Frank Wontee Nagbe

Personal information
- Date of birth: May 11, 1958 (age 66)
- Place of birth: Diyakpo Bokon Jadae, Liberia
- Position(s): Midfielder

Youth career
- William VS Tubman High School

Senior career*
- Years: Team / Apps / (Gls)
- 1972–1975: Saint Jerry
- 1975–1976: Invincible Eleven
- 1976–1977: Sporting Club de Gagnoa
- 1977–1984: Invincible Eleven

International career
- 1975–1983: Liberia

Managerial career
- 1985–1986: NPA Anchors
- 1986–1988: Sinoe County
- 1988–1989: NPA Anchors
- 1989–1993: Invincible Eleven
- 1993–1997: Junior Professionals
- 1997–1998: Saint Anthony
- 1998–2002: Liberia (Assistant)
- 2003–2004: Sinoe County
- 2004–2006: NPA Anchors
- 2006–2007: Liberia
- 2013: Liberia

= Frank Jericho Nagbe =

Liberian footballer

Frank Wontee Nagbe (born May 11, 1958 in Diyakpo Bokon Jadae) is a Liberian football manager and former professional player who currently coaches Liberia.
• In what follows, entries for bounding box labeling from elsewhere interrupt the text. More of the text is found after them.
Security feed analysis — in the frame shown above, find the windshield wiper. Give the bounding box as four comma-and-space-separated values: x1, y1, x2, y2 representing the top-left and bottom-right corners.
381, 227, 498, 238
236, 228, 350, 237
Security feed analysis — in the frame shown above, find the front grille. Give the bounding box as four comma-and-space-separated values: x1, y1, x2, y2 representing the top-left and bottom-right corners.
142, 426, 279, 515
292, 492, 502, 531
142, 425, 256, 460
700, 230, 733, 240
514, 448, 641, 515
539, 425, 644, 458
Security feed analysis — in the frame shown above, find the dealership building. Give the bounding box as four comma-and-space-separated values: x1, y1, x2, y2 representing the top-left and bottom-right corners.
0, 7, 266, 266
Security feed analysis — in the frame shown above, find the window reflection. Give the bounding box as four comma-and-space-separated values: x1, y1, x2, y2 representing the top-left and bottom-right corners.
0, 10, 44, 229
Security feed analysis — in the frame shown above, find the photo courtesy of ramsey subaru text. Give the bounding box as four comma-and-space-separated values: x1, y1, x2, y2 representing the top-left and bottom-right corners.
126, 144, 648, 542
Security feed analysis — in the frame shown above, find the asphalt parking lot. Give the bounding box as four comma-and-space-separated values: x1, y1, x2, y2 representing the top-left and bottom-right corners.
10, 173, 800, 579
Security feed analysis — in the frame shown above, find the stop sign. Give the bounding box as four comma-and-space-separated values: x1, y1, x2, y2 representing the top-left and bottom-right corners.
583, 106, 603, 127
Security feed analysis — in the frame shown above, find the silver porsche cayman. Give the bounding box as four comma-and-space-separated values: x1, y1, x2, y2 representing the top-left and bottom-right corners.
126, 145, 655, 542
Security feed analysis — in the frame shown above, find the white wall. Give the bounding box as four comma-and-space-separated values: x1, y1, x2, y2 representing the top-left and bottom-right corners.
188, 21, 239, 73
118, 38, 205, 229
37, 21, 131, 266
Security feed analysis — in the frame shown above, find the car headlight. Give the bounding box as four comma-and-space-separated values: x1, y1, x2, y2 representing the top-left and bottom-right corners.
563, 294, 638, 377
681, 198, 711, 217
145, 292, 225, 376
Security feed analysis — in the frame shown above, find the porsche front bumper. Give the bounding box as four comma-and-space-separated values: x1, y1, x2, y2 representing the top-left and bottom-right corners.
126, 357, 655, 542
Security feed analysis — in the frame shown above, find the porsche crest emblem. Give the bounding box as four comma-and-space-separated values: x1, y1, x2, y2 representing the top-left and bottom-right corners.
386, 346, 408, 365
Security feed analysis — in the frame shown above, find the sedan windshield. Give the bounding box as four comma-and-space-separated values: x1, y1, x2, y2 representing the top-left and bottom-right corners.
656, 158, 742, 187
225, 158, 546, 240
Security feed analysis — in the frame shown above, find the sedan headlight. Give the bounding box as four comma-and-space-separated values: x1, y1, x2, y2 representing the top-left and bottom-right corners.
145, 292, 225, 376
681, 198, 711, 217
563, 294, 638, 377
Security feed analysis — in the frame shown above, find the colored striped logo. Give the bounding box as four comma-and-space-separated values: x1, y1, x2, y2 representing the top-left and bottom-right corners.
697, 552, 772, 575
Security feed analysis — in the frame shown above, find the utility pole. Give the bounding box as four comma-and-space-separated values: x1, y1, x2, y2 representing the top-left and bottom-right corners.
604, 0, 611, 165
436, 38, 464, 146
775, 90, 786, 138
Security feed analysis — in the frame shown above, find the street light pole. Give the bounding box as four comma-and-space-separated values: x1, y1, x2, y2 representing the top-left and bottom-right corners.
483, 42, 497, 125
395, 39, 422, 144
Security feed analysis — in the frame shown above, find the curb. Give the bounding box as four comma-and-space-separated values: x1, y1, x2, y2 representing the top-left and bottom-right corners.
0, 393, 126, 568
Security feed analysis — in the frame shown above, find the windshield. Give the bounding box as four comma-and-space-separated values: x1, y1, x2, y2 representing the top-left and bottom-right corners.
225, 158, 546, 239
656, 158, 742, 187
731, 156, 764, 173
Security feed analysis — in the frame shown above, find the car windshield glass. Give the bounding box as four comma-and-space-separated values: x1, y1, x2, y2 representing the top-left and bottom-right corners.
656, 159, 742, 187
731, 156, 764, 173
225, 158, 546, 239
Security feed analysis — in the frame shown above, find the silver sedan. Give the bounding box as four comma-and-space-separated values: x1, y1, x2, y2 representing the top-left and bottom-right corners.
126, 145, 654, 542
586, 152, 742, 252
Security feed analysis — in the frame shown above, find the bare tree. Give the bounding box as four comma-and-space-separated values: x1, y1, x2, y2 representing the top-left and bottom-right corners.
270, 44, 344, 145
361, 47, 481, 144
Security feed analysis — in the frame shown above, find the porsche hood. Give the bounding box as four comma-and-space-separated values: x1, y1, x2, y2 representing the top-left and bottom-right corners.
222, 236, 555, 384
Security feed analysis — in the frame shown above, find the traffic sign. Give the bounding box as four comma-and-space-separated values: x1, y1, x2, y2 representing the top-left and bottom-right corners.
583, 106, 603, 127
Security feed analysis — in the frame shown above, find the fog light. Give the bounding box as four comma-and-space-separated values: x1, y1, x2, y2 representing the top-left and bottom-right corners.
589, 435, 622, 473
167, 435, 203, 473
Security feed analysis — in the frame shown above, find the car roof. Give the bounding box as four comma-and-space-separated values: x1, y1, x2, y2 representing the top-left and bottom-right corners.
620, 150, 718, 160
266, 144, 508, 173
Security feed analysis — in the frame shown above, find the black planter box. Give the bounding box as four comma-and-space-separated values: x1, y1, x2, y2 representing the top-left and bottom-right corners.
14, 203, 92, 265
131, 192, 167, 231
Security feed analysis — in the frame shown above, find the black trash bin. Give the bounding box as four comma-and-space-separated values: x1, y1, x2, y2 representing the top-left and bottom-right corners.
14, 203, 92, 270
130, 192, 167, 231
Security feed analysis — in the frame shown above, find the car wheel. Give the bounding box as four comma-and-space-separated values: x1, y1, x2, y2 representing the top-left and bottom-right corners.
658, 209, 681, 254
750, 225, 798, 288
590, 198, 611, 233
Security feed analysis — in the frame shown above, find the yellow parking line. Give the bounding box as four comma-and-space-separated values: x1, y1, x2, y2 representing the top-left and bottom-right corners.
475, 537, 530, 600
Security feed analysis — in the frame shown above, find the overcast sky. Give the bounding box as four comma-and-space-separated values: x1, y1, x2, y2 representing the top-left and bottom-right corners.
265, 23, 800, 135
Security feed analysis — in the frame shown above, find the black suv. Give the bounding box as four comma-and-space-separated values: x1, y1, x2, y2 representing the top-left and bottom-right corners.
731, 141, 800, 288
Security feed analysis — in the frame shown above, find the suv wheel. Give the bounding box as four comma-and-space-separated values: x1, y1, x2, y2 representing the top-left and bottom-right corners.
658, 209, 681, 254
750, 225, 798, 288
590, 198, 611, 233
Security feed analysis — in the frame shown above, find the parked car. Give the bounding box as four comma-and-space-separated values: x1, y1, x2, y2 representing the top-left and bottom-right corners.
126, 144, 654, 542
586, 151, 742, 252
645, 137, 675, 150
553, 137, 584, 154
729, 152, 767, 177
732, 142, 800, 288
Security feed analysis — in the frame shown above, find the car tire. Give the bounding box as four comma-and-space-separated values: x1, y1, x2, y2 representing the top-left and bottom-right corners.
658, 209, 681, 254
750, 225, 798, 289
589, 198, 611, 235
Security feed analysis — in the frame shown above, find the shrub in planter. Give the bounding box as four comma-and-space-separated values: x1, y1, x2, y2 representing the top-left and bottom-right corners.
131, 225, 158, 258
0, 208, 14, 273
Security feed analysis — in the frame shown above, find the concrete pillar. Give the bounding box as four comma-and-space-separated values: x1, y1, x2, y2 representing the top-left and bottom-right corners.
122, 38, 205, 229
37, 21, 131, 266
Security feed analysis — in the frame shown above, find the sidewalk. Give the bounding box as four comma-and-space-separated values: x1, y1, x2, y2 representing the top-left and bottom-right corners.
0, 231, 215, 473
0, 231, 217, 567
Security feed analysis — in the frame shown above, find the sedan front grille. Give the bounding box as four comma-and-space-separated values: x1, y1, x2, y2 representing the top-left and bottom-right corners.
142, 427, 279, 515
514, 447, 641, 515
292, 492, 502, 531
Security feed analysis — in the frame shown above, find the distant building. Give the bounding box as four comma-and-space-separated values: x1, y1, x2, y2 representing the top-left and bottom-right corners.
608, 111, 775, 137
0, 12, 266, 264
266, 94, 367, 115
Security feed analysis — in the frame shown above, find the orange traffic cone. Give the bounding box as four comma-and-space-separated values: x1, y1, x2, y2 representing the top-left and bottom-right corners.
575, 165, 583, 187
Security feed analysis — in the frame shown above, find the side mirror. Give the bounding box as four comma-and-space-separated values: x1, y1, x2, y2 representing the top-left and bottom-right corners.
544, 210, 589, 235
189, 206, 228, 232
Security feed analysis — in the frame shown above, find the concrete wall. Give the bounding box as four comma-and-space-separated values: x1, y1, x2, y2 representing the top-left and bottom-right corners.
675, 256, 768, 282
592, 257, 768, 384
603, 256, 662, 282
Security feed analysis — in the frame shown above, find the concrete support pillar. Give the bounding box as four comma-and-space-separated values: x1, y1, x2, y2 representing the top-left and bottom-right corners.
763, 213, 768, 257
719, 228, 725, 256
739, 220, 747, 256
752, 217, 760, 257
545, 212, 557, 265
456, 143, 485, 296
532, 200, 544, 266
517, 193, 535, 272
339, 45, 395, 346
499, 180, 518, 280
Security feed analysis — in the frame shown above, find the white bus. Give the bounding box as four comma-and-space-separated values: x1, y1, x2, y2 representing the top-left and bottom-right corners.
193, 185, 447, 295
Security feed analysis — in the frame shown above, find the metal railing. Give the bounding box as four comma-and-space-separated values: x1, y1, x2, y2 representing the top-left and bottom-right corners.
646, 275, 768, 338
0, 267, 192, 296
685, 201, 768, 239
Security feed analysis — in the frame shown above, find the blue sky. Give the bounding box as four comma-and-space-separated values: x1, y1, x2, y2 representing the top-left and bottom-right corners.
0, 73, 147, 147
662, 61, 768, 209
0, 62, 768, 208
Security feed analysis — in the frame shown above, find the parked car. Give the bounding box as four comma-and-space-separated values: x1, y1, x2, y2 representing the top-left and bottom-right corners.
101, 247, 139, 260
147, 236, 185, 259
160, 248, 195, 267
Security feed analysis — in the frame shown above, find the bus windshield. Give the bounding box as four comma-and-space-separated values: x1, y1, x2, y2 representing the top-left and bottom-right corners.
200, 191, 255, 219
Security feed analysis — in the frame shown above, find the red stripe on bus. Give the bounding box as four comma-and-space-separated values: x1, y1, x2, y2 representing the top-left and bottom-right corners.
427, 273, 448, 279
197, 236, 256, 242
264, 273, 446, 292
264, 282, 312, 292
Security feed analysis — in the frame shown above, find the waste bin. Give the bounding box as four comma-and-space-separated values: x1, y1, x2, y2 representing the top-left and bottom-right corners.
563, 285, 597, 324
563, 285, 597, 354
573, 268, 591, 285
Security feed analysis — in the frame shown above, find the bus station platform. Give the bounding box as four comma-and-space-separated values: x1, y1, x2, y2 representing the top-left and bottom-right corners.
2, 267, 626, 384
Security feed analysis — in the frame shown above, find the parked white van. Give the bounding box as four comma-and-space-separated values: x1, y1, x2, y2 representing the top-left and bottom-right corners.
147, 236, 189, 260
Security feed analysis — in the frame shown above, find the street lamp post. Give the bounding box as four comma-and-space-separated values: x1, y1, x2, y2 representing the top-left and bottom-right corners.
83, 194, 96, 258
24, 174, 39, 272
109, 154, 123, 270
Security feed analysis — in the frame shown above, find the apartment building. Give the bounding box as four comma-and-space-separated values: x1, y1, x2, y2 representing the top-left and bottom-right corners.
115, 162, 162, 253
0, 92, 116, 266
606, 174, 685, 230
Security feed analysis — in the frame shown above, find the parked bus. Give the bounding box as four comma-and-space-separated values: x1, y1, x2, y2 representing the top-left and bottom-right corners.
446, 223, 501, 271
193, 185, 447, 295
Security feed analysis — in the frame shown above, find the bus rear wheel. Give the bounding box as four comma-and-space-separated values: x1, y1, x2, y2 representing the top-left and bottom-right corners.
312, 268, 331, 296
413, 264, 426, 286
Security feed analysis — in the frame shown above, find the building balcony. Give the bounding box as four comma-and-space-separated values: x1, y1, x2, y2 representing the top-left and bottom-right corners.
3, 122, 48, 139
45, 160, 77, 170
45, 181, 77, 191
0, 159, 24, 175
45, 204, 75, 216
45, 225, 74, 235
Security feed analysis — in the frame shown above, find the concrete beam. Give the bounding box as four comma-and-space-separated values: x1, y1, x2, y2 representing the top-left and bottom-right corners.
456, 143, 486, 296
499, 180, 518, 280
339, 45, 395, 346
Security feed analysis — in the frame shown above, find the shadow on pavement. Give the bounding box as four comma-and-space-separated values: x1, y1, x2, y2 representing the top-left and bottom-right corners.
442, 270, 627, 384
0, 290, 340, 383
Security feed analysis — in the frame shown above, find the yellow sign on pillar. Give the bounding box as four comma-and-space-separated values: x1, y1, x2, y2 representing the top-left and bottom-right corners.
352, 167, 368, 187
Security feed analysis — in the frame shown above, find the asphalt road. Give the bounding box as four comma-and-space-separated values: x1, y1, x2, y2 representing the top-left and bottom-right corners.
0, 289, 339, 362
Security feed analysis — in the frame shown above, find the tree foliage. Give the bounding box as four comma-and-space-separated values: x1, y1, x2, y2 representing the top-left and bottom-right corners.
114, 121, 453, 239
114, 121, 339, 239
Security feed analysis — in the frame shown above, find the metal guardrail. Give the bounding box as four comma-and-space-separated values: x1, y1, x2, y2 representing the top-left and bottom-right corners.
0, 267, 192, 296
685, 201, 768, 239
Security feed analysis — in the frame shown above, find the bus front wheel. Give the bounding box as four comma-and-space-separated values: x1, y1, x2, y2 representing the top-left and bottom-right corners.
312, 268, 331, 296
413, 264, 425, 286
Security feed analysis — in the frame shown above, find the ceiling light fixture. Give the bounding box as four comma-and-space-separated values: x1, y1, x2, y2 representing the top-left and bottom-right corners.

Frank Wontee Nagbe, popularly known as Jericho, is the man who has placed NPA Anchors at the top of the premier league, following victories over Mighty Barolle and Invincible Eleven (IE).

==Personal life==
He is a Muslim who resides in West Point. He is married with children. His son Frank Nagbe Junior is the captain of the NPA Anchors.

==Playing career==

Jerico is a product of the William VS Tubman High School in Sinkor. The Liberian tactician played active soccer both at home and abroad. He started with Saint Jerry (1972–1975) before moving to Invincible Eleven (IE) from 1975 to 1984. Jerico, who was a midfielder, spent one season (1976–1977) with Sporting Club de Gagnoa in Côte d'Ivoire. As a player, he won the league title with IE in 1976, the year he was voted Most Valuable Player, and the six-nation tournament with the Lone Star in 1979. In Côte d'Ivoire, Jerico won the league championship with Gagnoa in 1977. He spent eight years on the national team as a regular player, which enabled Jericho to face great teams of Africa, Europe and the Americas. He got trained in Mexico in 1980.

==Managerial career==

The NPA Anchors manager started his coaching sojourn in the second division with West Point-based La-Modell International in 1985. Three years later, under Jerico, the club reached the first division. Coach Nagbe led his native Sinoe County to three County Meet tournaments. Under him, Sinoe finished as champions in 1986, third place in 1987 and semi finalist in 2004. Jerico joined IE as Deputy Coach from 1989 to 1992. He then coached Junior Professionals for five seasons (1993–1998). Jerico promoted Junior Pros to the first division and went on to finished as runners-up in his first season before lifting the league title in 1997. He took Jr. Pros to the African Cup Winners, at which time the club ousted ASFAG of Guinea (but could not continue due to the April 6, 1996 fighting in Monrovia). Jerico led Jr. Pros to the African Champions League, and eliminated RCB of Burkina Faso, but were eliminated by eventual grand finalist Obuasi Goldfields a year later. During the 1997–1998 season, Adolph Lawrence hired him at a time Saint Anthony was in search of first division qualification. Jerico did not fail in winning all the seven matches he had. In his debut year with Saint Anthony in division one, Jerico led the club to second place in both league and knockout championships. Jerico had two stints with the Lone Star as Deputy Coach. His first stint ran from 1996 to 1998. On the second occasion, Lone Star reached the 2002 Nations Cup finals in Mali and nearly qualified for the World Cup the same year. A year earlier, Jerico and the Lone Star won the Goodwill Tournament in Côte d'Ivoire. The LFA awarded Jerico five times as Coach of the Year in 1985, 1987, 1996, 2000 and 2004. In 1985, the NPA Anchors coach attended the FIFA Youth Training Program conducted by Karl Heinz Moroski of Germany and Mohammed El Wash of Egypt (CAF). He also participated in the FIFA Futuro II course conducted by Philip Rouon in 1999. Currently, No Bad Day football club, a third division club in Liberia is seeking support from Jericho for partnership.